OXFORD, Miss. – A University of Mississippi professor of anthropology has received the prestigious Mooney Award from the Southern Anthropological Society.
The society honored Robbie Ethridge for her book “From Chicaza to Chickasaw: The European Invasion and the Transformation of the Mississippian World, 1540-1715” (University of North Carolina Press, 2010). Using a new interpretive framework that Ethridge calls the “Mississippian shatter zone” to explicate these tumultuous times, “From Chicaza to Chickasaw” examines the European invasion and the collapse of the precontact Mississippian world and the restructuring of discrete chiefdoms into coalescent native societies in a colonial world.“I was absolutely thrilled to hear that I won,” Ethridge said. “Over the years, Mooney Award-winning books have profoundly shaped my intellectual life and scholarship, so to be included among this list of books was quite an honor.”
The purpose of the James Mooney Award is to recognize and thereby encourage distinguished anthropological scholarship on the South and Southerners. Presented annually, the award includes a $500 cash prize and certificate of recognition.

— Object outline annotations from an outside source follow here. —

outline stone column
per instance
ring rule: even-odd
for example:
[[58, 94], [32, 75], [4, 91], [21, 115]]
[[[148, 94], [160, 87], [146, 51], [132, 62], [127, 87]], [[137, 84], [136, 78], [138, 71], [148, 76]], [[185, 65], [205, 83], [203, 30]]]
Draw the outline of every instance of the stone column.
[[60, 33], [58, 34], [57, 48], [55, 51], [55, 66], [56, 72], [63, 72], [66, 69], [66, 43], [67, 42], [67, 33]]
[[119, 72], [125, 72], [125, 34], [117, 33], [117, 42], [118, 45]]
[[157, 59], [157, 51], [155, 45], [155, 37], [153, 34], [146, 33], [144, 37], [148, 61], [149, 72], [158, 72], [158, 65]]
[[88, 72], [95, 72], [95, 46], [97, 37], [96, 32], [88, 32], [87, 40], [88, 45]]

“Dr. Ethridge’s scholarship on Southeastern Indian groups is nationally and internationally recognized,” said Kirsten Dellinger, chair of the Department of Sociology and Anthropology. “The Mooney award for her most recent book further confirms her continuing contributions to this field. We are so fortunate to have her as a member of the faculty at the University of Mississippi and we congratulate her on this well-deserved and distinguished honor.”
Ethridge’s areas of expertise are historical anthropology and environmental anthropology, with an area focus on the Indians of the Southern United States.
“I have been interested in American Indians for most of my life, but I did not discover anthropology until my freshman undergraduate year,” Ethridge said. “From that moment, I have been devoted to the study of American Indians and other indigenous people, and especially to the study of their colonial experiences.”
Ethridge was pleased that her work has been recognized.
“We often feel that we labor in obscurity or that only a select few professionals read our work, and it is good to know that what we do circulates to a wider audience,” she said.
Ethridge received her bachelor’s, master’s and doctoral degrees in anthropology from the University of Georgia and has taught at UM since 1997. She has co-edited three collections of essays and two monographs and is co-editor-in-chief of Native South, a journal launched in 2008 by the University of Nebraska Press.